Your Main Options for Selling
You have five common ways to sell with a violation or lien: fix it, reduce it, pay it at closing, escrow it, or sell as-is. The right choice depends on the size of the lien and your timeline.
- Fix the violation and get the lien released. Best when the repair is cheap, and you have time.
- Apply to reduce the lien. After the property meets code, the city may lower the balance.
- Pay the lien at closing. The payoff comes directly from your sale proceeds.
- Escrow the funds. You and the buyer set money aside to clear the lien after closing.
- Sell as-is to a cash buyer. The buyer assumes the lien, usually in exchange for a lower offer.
If you and a buyer agree on who pays the lien, put it in the contract, not in a verbal agreement. A handshake deal is hard to prove and harder to enforce later.
What You Must Tell the Buyer
Florida law requires you to disclose known problems that a buyer cannot easily see, including open code violations and liens. Hiding a known issue can lead to a lawsuit after the sale closes.
Sellers sign a disclosure as part of the standard Florida contract. Failing to disclose a known lien can be treated as far more than a simple oversight.
Depending on the facts, it can cross the line from a contract problem into breach or fraud. The safe move is simple: tell the buyer what you know, and put it in writing.
How Liens Get Cleared at Closing
Liens get cleared at closing when the title company runs a lien search, the payoff is paid from your proceeds, and the city records a release.
You request the balance through Pembroke Pines’ Lien Search Program or its Lien Inquiry Form.
The title company finds every recorded lien before the deal closes. You then request the exact payoff from the city.
For code violations, call Pembroke Pines Code Compliance at 954-431-4466; for lien questions, reach Administrative Support at 954-450-1070.
After payment, make sure the lien release is recorded with Broward County, or it can linger on your record.
If a deal falls apart because a lien was not cleared in time, the buyer may pursue legal remedies, which is why early action matters.
When a Lawyer Helps with a Lien-Encumbered Sale
A lawyer helps when the lien is large, the city disputes the payoff, or a buyer claims you hid a problem.

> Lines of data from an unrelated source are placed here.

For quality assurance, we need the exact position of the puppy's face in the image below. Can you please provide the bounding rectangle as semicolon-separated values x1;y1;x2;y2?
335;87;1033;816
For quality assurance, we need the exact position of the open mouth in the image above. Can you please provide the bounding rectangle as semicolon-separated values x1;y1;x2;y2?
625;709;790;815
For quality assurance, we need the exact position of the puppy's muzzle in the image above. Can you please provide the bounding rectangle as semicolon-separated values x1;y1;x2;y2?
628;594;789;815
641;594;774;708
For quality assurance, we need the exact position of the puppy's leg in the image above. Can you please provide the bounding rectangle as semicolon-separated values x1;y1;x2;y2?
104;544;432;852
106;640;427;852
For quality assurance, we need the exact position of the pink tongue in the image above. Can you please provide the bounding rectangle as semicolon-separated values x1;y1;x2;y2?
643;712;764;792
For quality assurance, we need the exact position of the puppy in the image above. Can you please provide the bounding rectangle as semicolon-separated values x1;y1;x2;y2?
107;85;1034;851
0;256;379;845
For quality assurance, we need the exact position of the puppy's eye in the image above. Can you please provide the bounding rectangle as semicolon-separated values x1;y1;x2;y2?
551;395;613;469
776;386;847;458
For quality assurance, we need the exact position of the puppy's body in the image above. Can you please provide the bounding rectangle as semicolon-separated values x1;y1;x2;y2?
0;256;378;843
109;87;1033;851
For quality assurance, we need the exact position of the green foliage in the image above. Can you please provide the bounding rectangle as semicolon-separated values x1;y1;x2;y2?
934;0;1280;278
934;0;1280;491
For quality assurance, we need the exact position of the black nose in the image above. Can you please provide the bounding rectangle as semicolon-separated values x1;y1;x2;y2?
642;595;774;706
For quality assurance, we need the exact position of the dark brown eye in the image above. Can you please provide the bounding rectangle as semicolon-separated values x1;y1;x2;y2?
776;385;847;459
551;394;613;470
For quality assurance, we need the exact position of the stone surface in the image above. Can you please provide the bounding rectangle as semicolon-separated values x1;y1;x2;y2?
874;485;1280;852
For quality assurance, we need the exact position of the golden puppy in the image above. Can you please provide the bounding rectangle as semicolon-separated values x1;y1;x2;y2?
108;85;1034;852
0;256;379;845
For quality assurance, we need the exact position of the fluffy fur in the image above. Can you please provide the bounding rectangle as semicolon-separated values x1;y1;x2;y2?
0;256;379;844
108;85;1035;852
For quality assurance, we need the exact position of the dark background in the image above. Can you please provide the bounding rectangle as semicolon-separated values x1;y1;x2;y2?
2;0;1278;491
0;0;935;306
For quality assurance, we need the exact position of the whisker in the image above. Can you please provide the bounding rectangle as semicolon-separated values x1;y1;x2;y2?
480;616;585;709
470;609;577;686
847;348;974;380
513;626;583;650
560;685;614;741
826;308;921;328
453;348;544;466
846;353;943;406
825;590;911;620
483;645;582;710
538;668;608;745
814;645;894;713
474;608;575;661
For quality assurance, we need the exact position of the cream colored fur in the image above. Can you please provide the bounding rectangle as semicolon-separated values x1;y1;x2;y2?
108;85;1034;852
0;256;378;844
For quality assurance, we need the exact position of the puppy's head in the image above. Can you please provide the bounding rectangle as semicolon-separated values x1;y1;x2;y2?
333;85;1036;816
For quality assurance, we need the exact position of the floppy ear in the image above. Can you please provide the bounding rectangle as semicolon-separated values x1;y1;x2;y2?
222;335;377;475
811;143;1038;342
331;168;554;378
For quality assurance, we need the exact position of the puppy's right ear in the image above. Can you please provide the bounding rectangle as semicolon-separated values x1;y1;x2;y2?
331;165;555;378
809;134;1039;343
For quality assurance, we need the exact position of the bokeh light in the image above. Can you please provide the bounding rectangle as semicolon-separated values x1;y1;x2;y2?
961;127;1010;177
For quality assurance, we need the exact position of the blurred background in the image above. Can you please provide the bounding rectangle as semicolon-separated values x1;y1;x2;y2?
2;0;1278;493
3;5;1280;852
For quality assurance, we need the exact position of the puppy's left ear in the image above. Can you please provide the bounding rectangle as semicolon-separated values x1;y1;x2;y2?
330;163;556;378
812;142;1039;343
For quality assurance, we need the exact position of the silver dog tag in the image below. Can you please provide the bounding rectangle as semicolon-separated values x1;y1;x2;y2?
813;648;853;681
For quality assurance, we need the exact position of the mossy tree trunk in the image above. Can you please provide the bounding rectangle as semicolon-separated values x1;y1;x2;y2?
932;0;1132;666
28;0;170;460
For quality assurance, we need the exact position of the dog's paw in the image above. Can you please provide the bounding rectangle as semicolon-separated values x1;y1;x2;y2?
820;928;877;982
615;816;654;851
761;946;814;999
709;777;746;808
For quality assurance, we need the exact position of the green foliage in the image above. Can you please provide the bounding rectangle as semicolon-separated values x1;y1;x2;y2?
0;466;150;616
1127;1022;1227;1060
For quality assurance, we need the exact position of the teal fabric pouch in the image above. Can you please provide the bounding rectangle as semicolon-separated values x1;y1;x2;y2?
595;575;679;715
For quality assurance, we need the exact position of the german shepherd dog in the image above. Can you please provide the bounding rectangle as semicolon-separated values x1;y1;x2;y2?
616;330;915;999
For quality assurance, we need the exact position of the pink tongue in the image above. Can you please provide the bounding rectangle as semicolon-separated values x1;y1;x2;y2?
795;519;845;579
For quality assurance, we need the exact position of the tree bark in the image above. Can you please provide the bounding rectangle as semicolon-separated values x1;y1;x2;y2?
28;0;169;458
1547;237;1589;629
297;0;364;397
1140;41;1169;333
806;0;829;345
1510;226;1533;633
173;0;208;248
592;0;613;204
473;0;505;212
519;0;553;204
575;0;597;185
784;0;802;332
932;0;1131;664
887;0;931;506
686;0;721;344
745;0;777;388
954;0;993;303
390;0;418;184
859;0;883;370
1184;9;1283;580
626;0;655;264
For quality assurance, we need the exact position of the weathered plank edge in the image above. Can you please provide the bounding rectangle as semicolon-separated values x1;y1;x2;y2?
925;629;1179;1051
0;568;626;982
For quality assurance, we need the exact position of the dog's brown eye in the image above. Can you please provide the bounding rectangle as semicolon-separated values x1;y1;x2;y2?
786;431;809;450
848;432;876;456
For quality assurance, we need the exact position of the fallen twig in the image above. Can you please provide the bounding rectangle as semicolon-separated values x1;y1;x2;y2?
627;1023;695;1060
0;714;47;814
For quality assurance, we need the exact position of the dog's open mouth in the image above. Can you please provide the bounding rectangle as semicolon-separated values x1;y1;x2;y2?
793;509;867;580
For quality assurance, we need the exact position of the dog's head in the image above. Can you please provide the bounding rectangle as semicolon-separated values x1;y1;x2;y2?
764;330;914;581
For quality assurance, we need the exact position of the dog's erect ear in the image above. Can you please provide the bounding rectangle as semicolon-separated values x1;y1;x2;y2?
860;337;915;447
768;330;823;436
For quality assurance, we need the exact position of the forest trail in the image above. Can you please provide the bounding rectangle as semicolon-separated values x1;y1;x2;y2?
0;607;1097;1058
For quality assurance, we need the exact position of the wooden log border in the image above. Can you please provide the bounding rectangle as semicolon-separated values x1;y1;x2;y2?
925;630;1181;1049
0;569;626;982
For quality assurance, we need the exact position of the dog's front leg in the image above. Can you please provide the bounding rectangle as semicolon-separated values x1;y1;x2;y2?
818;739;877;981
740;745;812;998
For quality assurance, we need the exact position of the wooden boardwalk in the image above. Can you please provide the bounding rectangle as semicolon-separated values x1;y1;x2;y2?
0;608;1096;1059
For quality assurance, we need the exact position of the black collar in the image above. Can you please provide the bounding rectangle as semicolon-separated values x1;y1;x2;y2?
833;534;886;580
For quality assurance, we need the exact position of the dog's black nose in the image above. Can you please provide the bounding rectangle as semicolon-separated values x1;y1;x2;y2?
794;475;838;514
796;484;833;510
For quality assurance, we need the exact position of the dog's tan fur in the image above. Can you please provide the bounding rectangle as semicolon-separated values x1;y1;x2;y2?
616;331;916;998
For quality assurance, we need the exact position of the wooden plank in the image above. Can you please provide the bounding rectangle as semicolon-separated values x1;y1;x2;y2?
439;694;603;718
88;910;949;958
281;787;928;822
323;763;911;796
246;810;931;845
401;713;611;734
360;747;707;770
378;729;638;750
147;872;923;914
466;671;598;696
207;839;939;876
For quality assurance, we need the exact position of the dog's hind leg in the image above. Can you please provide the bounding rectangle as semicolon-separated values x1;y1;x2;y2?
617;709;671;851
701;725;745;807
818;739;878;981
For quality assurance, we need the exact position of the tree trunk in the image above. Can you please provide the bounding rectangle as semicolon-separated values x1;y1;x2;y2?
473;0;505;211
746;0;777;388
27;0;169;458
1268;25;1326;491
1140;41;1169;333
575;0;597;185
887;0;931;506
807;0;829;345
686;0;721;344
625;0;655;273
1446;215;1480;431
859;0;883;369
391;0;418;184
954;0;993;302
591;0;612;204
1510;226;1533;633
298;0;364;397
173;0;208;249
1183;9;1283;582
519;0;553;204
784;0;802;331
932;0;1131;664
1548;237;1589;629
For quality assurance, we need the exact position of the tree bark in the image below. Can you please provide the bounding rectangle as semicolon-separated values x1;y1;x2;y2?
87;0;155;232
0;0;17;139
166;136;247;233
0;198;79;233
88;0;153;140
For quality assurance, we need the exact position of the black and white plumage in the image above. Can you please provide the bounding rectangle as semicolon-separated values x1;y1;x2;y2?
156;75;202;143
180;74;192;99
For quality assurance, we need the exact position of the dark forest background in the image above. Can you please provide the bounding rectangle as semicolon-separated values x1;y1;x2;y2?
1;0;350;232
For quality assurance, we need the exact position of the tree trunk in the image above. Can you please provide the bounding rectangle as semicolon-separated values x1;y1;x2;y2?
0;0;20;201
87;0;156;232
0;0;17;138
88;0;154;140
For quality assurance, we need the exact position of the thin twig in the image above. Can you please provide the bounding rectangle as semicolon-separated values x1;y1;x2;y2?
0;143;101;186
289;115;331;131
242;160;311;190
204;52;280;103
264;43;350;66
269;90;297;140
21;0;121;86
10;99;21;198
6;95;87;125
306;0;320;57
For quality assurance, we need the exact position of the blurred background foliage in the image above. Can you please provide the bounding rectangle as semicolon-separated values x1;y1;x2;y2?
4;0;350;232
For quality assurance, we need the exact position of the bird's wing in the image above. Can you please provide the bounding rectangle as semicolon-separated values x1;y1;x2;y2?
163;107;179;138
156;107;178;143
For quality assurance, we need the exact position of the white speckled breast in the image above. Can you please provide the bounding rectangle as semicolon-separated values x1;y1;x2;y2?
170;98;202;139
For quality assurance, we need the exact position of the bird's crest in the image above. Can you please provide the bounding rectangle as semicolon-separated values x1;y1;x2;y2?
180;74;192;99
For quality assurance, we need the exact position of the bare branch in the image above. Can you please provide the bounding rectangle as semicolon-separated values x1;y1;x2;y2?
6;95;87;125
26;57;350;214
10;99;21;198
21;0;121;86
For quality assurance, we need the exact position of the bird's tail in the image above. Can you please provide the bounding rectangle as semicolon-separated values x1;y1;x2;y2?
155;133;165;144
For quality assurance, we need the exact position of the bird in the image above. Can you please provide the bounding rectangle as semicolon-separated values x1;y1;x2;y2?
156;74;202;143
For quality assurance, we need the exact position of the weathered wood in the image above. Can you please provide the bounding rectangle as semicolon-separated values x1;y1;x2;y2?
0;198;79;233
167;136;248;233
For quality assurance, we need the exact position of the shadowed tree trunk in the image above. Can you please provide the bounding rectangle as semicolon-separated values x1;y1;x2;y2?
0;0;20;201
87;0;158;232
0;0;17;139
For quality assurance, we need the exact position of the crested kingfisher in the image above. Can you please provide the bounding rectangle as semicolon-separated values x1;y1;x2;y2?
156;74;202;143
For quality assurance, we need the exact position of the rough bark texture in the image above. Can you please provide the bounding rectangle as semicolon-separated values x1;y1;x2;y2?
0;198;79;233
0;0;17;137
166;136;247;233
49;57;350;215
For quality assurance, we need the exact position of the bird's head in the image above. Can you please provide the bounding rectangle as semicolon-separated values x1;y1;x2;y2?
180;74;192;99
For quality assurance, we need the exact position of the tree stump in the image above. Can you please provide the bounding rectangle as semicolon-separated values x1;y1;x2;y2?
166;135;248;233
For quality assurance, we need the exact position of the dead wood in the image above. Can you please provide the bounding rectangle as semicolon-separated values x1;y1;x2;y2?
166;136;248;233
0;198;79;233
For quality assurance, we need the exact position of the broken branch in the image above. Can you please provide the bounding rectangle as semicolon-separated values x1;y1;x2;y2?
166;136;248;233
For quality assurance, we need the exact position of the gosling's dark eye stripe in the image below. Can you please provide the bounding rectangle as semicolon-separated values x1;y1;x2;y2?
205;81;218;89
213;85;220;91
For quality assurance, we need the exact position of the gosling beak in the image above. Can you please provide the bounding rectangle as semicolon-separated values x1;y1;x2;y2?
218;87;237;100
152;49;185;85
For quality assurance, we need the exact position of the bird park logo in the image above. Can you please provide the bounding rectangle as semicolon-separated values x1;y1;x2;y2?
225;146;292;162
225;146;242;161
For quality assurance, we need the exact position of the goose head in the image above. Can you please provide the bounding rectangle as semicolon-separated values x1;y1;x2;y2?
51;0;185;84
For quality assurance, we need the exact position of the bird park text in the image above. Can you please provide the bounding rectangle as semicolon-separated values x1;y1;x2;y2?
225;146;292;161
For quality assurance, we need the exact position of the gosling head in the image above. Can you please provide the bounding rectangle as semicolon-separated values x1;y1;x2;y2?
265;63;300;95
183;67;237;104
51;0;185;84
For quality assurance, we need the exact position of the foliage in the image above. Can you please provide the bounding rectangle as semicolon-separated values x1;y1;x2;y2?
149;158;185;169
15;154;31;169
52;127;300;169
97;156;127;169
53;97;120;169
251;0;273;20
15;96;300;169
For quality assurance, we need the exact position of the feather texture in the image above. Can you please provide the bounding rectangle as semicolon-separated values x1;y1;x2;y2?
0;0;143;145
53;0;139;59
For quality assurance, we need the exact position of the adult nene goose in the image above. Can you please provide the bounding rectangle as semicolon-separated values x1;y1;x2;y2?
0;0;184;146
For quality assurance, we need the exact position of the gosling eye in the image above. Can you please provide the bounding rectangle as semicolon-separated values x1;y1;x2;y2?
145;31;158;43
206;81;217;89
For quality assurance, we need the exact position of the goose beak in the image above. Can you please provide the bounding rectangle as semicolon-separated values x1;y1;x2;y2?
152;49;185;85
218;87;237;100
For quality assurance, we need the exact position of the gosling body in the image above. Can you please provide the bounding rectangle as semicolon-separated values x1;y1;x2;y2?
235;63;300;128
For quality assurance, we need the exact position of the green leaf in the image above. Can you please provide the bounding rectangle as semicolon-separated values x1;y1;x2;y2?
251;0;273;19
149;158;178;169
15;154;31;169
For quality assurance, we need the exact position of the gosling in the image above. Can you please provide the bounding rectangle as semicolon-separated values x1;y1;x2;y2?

When we step in, we can negotiate the balance, handle the disclosures, and protect you after closing.
A small, paid-off lien may need no help at all. But I tell sellers that a botched disclosure can lead to a breach-of-contract claim, and a buyer may then seek money damages.
Before you hire anyone, ask how many lien and code cases they have closed and what the cost and timeline will be.
Clearing the Path to a Clean Closing
You can sell a Pembroke Pines home with code violations or liens once you know your options and act early.
Pick the path that fits your budget and timeline, disclose what you know, and clear the lien so the buyer gets a clean title.
Handle it right, and you protect both your sale price and your peace of mind.